The streets of Dawson City look much the same as they did over a hundred years ago. We took a guided tour of the town where we were able to go in many of the buildings that are closed to the public. The slide on the far mountain was the signal for early miners to keep to the right on the Yukon River as they arrived by homemade boats. If they didn’t, the current could take them a couple of miles downstream before they could land safely.

No fish would escape this harpoon that we saw in the Dawson City Museum.

Another interesting museum artifact was this Standard Desk Calcumeter, forerunner to the calculator.

I would have to relearn punctuation on this old Oliver typewriter.

I can’t imagine what this little chainsaw weighed.

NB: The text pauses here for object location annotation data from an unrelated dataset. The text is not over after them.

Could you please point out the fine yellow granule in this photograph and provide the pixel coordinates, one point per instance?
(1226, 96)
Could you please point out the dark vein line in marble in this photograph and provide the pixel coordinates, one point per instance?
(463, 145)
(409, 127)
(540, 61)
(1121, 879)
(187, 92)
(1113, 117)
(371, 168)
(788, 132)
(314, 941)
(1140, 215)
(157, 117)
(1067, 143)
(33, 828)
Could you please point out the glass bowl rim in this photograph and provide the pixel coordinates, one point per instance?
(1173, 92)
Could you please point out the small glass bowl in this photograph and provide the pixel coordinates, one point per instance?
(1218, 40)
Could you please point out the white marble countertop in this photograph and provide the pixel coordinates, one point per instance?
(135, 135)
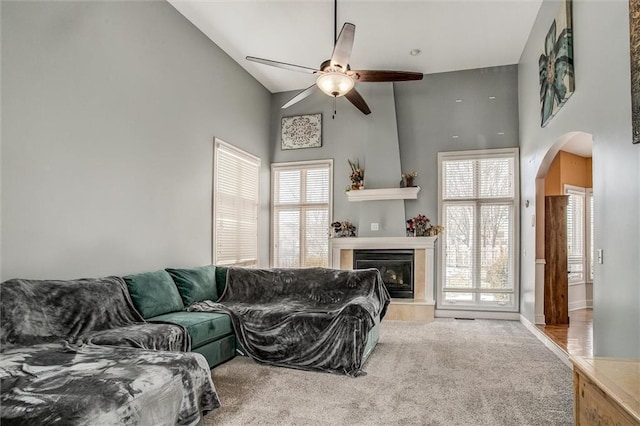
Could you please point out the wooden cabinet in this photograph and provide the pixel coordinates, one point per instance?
(606, 391)
(556, 274)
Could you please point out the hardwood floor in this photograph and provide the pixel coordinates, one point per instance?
(575, 338)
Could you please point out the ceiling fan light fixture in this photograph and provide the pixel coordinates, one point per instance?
(335, 84)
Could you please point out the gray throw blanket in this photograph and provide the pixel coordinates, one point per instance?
(311, 319)
(55, 383)
(96, 310)
(78, 353)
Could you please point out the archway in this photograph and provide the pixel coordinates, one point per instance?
(577, 144)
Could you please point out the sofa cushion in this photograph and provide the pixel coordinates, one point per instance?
(154, 293)
(221, 279)
(195, 284)
(203, 327)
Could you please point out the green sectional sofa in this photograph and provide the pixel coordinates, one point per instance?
(163, 295)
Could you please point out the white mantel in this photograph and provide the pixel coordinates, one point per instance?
(362, 243)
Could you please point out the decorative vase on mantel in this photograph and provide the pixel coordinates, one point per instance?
(357, 185)
(409, 182)
(420, 229)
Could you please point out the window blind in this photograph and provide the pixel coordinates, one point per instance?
(478, 207)
(236, 199)
(301, 212)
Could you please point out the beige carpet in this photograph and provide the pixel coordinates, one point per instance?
(449, 372)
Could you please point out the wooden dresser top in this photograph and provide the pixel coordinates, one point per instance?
(619, 378)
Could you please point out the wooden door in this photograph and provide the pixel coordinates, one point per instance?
(556, 279)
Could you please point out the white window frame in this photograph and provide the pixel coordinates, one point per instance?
(580, 192)
(218, 143)
(590, 255)
(296, 165)
(482, 306)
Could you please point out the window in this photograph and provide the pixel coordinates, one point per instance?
(301, 213)
(576, 212)
(579, 234)
(236, 183)
(479, 210)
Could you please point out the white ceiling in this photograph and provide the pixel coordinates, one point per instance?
(452, 34)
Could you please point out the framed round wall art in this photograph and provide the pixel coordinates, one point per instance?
(302, 131)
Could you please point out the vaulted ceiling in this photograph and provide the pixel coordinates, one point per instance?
(451, 34)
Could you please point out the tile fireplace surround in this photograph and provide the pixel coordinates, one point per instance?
(421, 307)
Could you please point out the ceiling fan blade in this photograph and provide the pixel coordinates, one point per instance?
(344, 44)
(358, 101)
(283, 65)
(300, 96)
(374, 76)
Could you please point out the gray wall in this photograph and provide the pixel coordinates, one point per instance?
(429, 117)
(109, 110)
(372, 140)
(600, 106)
(426, 117)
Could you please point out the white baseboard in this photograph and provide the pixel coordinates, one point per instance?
(547, 342)
(447, 313)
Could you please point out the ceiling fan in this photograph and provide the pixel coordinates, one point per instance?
(335, 76)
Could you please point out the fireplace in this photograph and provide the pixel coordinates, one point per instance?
(395, 266)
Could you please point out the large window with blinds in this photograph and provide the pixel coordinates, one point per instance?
(301, 213)
(579, 234)
(236, 183)
(478, 193)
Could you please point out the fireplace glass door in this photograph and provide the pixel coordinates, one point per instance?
(395, 266)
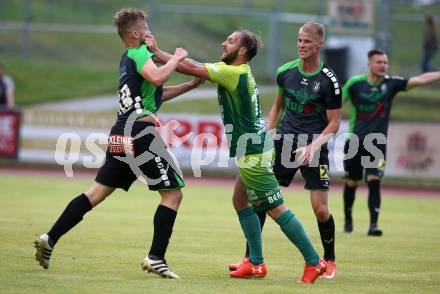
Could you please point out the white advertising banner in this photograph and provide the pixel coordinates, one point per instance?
(199, 142)
(413, 150)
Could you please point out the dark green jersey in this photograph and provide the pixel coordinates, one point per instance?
(307, 96)
(371, 104)
(135, 93)
(239, 107)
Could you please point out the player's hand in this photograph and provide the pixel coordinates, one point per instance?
(180, 53)
(150, 41)
(197, 81)
(304, 155)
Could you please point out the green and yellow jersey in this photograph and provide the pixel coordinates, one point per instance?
(239, 107)
(371, 104)
(135, 93)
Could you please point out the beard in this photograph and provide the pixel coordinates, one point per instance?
(230, 57)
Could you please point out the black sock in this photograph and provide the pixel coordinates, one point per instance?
(163, 228)
(70, 217)
(374, 201)
(327, 231)
(262, 217)
(349, 196)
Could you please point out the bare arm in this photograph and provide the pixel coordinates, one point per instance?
(159, 75)
(423, 79)
(186, 66)
(171, 92)
(276, 112)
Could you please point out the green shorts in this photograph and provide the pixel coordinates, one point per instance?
(259, 181)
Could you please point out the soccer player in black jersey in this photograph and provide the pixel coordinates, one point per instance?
(134, 149)
(309, 102)
(371, 96)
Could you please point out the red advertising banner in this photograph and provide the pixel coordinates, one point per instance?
(9, 133)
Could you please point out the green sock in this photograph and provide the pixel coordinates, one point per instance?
(293, 229)
(250, 224)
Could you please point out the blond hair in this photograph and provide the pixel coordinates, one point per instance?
(315, 28)
(126, 20)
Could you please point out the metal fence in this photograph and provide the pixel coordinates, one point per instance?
(81, 31)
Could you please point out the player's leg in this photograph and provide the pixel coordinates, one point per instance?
(373, 183)
(163, 224)
(326, 226)
(69, 218)
(353, 173)
(254, 265)
(317, 180)
(373, 176)
(293, 229)
(239, 195)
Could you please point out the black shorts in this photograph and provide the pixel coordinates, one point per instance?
(372, 162)
(140, 153)
(316, 174)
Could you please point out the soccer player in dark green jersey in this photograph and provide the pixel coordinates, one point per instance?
(307, 114)
(256, 188)
(131, 138)
(371, 96)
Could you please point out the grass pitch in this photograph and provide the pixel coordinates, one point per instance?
(103, 253)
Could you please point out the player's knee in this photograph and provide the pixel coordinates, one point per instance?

Or what soda tastes like when it’s hot?

They said, “In the Yukon, you either mined the gold, or you mined the miners.” Our tour guide told us that some bartenders would take gold dust as payment and if you weren’t watching him weigh your dust, he might sweep some onto the floor to be cleaned up later.

Since I missed watching my own bloom, I appreciated these ones that grew in a bed by the museum.

A couple giant scoops from Dredge #4, a National Historic Site.

Master gold panner and tour guide, Mark as we all tried to strike it rich on the Klondike River.

A shower caught us in the middle of nowhere on our way to Quartz Creek.

In the above video, you’ll see Liz’s jade being prepared and some of our raft trip down the Klondike River with a bunch of bald eagles.

If you are ever planning to drive to the Yukon and/or Alaska, I would like to recommend a few things:

  • Take clothes for all kinds of weather, regardless of season and use laundromats when available.
  • Don’t count on cellular service, radio, satellite radio or public wifi. Download audiobooks and music to your phone – the road is long.
  • Highways are fairly well maintained.
  • If you get gas when you can, you won’t need to take a jerry can. A blue sign usually tells you know how far to the next services.
  • Take your time and be sure to see what you want.

2 thoughts on “To the Yukon

  1. Thks for the tour of the Yukon. Qe have been up there but on our bucket list to go back. Hopefully next may as we have cancelled it 3 years in a row. It is a gonfor next year for sure.